Brian Hibbs asks "Can we just stop worrying about the 'bad' DM stores, and pay more attention to the 'good' ones?"

This fascinates me, because how do you define a "good" comics shop?

My definition, which I posted earlier this week on my blog:

"Basically, my perspective is, if I can't find the latest offerings from Fantagraphics, Drawn and Quarterly, Alternative Comics, Top Shelf, or Slave Labor in a given comics shop, it's not a comics shop. It's a superhero store. And when I want to go grocery shopping, I don't want to go to "The House of Grape Jelly," I want to go to a goddamned supermarket that has the fullest selection of product possible."
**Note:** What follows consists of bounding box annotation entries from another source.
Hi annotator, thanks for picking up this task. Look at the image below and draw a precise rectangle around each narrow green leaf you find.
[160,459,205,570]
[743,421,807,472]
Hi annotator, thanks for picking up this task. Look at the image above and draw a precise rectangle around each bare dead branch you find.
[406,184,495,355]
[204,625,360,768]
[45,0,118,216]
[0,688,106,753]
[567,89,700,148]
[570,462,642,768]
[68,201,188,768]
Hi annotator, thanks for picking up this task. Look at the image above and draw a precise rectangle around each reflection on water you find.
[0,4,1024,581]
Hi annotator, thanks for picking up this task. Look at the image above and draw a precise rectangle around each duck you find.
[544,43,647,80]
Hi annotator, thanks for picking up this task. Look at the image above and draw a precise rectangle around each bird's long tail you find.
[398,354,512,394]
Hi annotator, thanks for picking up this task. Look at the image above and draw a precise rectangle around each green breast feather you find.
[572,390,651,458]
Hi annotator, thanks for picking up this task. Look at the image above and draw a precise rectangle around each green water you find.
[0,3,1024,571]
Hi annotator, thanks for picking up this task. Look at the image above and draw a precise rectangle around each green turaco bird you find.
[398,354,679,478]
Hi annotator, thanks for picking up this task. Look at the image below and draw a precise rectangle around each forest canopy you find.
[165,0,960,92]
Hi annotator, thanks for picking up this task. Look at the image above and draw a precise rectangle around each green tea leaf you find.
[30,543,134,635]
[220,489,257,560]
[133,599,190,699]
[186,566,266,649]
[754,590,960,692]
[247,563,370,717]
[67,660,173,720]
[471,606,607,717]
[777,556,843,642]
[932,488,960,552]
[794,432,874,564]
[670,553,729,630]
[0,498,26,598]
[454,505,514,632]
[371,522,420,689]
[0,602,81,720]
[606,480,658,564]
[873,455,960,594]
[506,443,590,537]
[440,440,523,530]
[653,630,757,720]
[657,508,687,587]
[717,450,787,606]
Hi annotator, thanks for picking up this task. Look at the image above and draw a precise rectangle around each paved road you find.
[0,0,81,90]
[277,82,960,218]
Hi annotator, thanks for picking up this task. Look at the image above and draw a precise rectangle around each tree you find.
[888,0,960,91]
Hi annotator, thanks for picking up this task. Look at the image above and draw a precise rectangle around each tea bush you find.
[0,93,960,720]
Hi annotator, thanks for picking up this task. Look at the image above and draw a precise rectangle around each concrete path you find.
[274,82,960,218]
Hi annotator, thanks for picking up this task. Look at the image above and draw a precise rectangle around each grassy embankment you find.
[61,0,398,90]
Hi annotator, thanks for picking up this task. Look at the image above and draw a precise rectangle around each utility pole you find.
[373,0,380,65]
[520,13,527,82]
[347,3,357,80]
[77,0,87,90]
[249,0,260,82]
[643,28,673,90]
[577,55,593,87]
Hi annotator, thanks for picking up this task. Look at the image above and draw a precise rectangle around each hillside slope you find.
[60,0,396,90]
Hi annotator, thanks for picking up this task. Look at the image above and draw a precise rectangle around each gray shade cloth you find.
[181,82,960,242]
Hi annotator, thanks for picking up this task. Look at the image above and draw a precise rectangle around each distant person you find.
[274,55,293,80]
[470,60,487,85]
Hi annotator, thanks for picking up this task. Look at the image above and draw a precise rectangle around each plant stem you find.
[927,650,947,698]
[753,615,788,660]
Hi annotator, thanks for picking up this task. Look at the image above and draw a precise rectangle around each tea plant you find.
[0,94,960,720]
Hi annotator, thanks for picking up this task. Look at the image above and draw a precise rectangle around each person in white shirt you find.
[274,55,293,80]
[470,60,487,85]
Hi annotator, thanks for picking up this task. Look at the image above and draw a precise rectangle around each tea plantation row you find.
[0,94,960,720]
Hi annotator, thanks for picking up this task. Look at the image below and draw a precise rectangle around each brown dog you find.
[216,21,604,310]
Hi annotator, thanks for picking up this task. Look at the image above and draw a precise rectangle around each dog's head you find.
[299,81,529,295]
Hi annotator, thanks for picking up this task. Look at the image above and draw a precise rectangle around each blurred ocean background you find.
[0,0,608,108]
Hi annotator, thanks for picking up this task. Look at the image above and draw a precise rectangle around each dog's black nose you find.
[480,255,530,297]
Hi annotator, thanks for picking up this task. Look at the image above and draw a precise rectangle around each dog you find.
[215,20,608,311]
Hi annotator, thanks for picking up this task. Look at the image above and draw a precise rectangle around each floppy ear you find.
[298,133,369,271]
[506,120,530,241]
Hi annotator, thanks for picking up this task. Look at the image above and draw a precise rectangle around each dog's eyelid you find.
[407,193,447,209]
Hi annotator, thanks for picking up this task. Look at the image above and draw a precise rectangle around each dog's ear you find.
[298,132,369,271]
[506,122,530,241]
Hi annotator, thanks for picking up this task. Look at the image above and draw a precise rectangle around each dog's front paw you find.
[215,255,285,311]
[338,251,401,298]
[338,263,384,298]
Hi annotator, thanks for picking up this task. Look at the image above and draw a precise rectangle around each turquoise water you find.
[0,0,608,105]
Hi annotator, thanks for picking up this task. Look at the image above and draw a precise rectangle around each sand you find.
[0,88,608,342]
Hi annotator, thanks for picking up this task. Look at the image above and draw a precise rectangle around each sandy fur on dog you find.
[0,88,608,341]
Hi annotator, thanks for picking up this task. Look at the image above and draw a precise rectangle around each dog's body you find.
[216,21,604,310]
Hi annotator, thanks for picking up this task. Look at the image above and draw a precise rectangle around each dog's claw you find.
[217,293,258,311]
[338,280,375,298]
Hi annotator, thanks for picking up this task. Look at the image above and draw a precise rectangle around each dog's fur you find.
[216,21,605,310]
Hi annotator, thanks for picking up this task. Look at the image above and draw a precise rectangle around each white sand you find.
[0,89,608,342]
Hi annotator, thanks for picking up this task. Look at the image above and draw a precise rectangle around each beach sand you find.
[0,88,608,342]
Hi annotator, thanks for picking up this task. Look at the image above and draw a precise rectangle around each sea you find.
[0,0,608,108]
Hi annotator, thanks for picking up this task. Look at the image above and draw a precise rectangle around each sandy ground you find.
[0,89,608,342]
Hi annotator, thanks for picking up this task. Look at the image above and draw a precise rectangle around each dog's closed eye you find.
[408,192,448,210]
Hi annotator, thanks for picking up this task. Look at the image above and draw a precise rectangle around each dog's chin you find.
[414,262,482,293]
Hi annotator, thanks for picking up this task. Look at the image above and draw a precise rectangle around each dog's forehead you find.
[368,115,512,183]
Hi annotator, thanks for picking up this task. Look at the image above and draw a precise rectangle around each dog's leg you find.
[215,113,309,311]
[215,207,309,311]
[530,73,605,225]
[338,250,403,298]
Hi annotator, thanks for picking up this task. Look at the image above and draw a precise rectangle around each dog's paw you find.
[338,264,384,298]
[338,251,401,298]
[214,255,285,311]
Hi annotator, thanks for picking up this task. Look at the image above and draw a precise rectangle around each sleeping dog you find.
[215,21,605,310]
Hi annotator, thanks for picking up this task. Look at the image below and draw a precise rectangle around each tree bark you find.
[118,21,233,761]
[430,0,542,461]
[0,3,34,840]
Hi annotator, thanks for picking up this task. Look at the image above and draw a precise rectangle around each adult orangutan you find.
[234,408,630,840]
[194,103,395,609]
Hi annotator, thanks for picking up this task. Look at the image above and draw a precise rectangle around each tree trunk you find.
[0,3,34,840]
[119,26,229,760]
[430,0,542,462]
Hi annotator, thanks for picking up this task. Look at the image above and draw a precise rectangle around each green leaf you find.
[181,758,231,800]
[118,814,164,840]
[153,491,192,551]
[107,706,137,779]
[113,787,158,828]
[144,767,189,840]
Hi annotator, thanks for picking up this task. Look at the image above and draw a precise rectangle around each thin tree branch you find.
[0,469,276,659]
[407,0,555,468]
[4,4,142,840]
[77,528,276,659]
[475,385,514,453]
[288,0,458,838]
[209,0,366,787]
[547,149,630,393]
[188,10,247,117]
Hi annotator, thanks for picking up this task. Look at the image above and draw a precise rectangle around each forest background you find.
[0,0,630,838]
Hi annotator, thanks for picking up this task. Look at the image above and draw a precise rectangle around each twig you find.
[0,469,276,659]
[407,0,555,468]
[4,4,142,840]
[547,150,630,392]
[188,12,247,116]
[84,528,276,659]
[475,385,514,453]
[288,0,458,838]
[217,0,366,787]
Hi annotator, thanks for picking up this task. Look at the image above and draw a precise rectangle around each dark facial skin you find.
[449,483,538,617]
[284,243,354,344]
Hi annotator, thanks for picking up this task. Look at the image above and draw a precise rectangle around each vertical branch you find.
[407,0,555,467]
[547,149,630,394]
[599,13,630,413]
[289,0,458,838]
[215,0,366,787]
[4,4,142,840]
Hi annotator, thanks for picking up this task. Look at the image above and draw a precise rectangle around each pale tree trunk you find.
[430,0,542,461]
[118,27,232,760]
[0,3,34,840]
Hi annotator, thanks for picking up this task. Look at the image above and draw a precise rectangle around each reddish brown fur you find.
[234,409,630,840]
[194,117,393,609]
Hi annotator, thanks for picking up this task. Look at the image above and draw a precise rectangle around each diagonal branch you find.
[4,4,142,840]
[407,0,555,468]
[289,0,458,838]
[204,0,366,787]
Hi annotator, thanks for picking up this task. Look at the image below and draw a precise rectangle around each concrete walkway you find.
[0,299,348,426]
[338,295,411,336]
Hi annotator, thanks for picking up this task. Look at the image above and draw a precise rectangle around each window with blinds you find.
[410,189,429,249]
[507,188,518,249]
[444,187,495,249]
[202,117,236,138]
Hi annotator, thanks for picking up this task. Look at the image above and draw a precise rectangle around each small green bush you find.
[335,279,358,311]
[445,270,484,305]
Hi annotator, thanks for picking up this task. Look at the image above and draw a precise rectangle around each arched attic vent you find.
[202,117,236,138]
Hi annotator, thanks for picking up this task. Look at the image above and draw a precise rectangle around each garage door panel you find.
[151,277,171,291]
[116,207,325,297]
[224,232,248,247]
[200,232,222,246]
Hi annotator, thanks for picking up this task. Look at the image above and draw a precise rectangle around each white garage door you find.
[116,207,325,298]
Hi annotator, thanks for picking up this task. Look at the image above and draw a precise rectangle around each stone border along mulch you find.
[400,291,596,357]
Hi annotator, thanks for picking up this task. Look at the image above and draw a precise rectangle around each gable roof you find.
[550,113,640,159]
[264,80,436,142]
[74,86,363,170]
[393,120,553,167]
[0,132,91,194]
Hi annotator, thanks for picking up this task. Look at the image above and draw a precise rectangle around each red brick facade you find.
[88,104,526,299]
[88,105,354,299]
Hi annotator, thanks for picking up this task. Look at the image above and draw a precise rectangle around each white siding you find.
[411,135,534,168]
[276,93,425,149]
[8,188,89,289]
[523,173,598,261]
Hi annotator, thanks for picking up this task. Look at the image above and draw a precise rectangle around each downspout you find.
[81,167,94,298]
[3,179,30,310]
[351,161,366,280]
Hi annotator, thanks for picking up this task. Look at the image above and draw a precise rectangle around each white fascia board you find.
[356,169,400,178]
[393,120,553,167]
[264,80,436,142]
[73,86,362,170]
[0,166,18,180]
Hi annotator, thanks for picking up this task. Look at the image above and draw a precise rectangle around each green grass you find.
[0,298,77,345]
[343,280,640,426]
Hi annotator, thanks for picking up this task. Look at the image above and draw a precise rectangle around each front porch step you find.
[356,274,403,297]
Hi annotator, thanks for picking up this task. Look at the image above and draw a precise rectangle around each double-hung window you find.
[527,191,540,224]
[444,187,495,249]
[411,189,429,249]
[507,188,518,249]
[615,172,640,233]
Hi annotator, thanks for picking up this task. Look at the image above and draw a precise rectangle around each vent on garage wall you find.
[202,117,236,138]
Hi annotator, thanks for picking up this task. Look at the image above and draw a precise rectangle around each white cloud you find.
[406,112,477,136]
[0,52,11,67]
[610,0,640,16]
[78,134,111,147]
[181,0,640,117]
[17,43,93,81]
How many full-line stores are there? I seek out comics shops everywhere I go, nerd that I am, and by far, the ones that look at you funny when you ask where their Fantagraphics/D&Q stuff far outnumber the quality, full-line comics shops that seek to serve as wide a customer base as humanly possible. In fact, here's every one I've ever been in:

Earthworld, Albany, NY
Million Year Picnic, Cambridge, MA
Modern Myths, Northampton, MA
The Beguiling, Toronto, ON

I know there are more, because I talk to people on the computer internets, and hear tell of stores like Atomic Pop in Norman, OK or, of course, Jim Hanley's Universe. Or Hibbs's store, of course!

But is there a comprehensive list anywhere, regularly updated, of ONLY full-line comics shops where grown-up readers with diverse tastes can take their friends and loved ones, and reliably expect that the kids, the wives, the girlfriends, the boyfriends, the best buddies, everyone will have their tastes catered to?

If there is no such list, there should be.